Im neuen Stuttgart-"Tatort" sieht der Zuschauer aber nur einen sehr kleinen Ausschnitt davon. Der Krimi ist diesmal nämlich nur aus einer Perspektive erzählt - der eines Verdächtigen.

Zum ersten Mal Besuch von den Ermittlern Thorsten Lannert (Richy Müller) und Sebastian Bootz (Felix Klare) bekommt der in seinem Büro. Sie wollen von Jakob Gregorowicz (Manuel Rubey) wissen, warum sein Name im Terminkalender des Anlageberaters Uwe Berger stand. Zu dem Treffen kam es nicht, beteuert Gregorowicz. Doch damit ist die Sache für ihn nicht vorbei. Denn Berger wurde ermordet und Gregororwicz wäre laut Terminkalender der letzte, der ihn lebend gesehen hätte.

Nach der ersten Befragung beobachtet der Zuschauer nicht wie üblich die Ermittler bei ihrer weiteren Arbeit, sondern begleitet Gregorowicz zum Tennisspielen. Er sieht zu, wie er seiner Frau Katharina erst später von der Befragung erzählt. Er erlebt mit, wie er nachts von Alpträumen geplagt wird. Und auch, wie die Ermittler ständig vor seiner Tür stehen und bohrende Fragen stellen.

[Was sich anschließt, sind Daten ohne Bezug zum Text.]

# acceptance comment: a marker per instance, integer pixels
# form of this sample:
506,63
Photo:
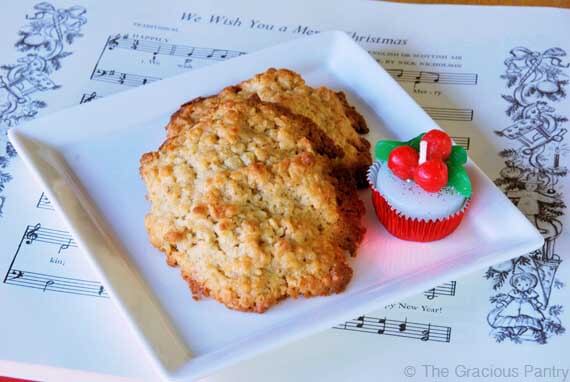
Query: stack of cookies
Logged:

"Da wir aus der Perspektive des Verdächtigen erzählen, wird das Auftauchen der Ermittler als bedrohlich und beunruhigend wahrgenommen", sagt Martin Eigler, der das Drehbuch mit Sönke Lars Neuwöhner geschrieben hat, im Presseheft. "Aber gleichzeitig wissen wir aus über 20 Filmen: Lannert und Bootz sind die Guten."

Tatsächlich feiert der Stuttgart-"Tatort" mit dieser 22. Folge bereits sein zehnjähriges Bestehen. Schon zuvor wagte der Krimi aus der Schwabenstadt experimentelle Formate - zuletzt etwa mit einer Folge, in der die Ermittler im Stau einen Mörder suchen oder in einer Folge über den Terror der Roten Armee Fraktion (RAF) vor rund 40 Jahren, die auf zwei Zeitebenen spielt.

Nun also der Perspektivwechsel: Verdächtiger statt Ermittler. Das glückt zumindest in Teilen überzeugend - etwa wenn Gregorowicz die Polizei beobachtet, wie sie eine Wohnung durchsucht. Normalerweise hätte der Zuschauer die Durchsuchung wohl aus der Polizeiperspektive erlebt. Zudem fehlen andere Sichtweisen weitgehend: Das Publikum erlebt die Kommissare und weitere Beteiligte im Grunde nur dann, wenn Gregorowicz mit ihnen Kontakt hat.

Dass man sich trotzdem nicht mit ihm identifiziert, mag aber daran liegen, dass der "Tatort" eben nicht buchstäblich aus den Augen des Verdächtigen erzählt ist. Von der Kameraperspektive mutet er an wie ein klassischer "Tatort". Der Unterschied: Gregorowicz ist in den allermeisten Aufnahmen zu sehen. Es gibt aber auch Szenen, in denen seine Frau allein mit der gemeinsamen Tochter oder einem Ermittler spricht. Dadurch erscheint der Perspektivwechsel nicht wirklich stringent - vielleicht wird ihn so mancher gar nicht bemerken.

Auch Schauspieler Felix Klare hätte in der Hinsicht mehr erwartet, wie er im ARD-Presseheft sagt. Zwar habe er die Folge erst einmal gesehen, heißt es darin. "Allerdings muss ich sagen, wenn es heißt "durch die Brille des Verdächtigen", ich mir auch wirklich dies mehr erhofft habe - sprich, dass wir Kommissare in unseren wirklich langen, zum Teil penetranten, unsympathischen und emotional aufdringlichen Verhören, eben mehr aus der Sicht des Verdächtigen, also letztendlich mehr im Bilde gewesen wären."

Spannend ist der "Tatort" aber allemal. Denn obwohl der Zuschauer so dicht dran ist am Verdächtigen, der sich immer mehr in Lügen verstrickt, bleibt bis zum Ende die Frage: War er's oder war er's nicht?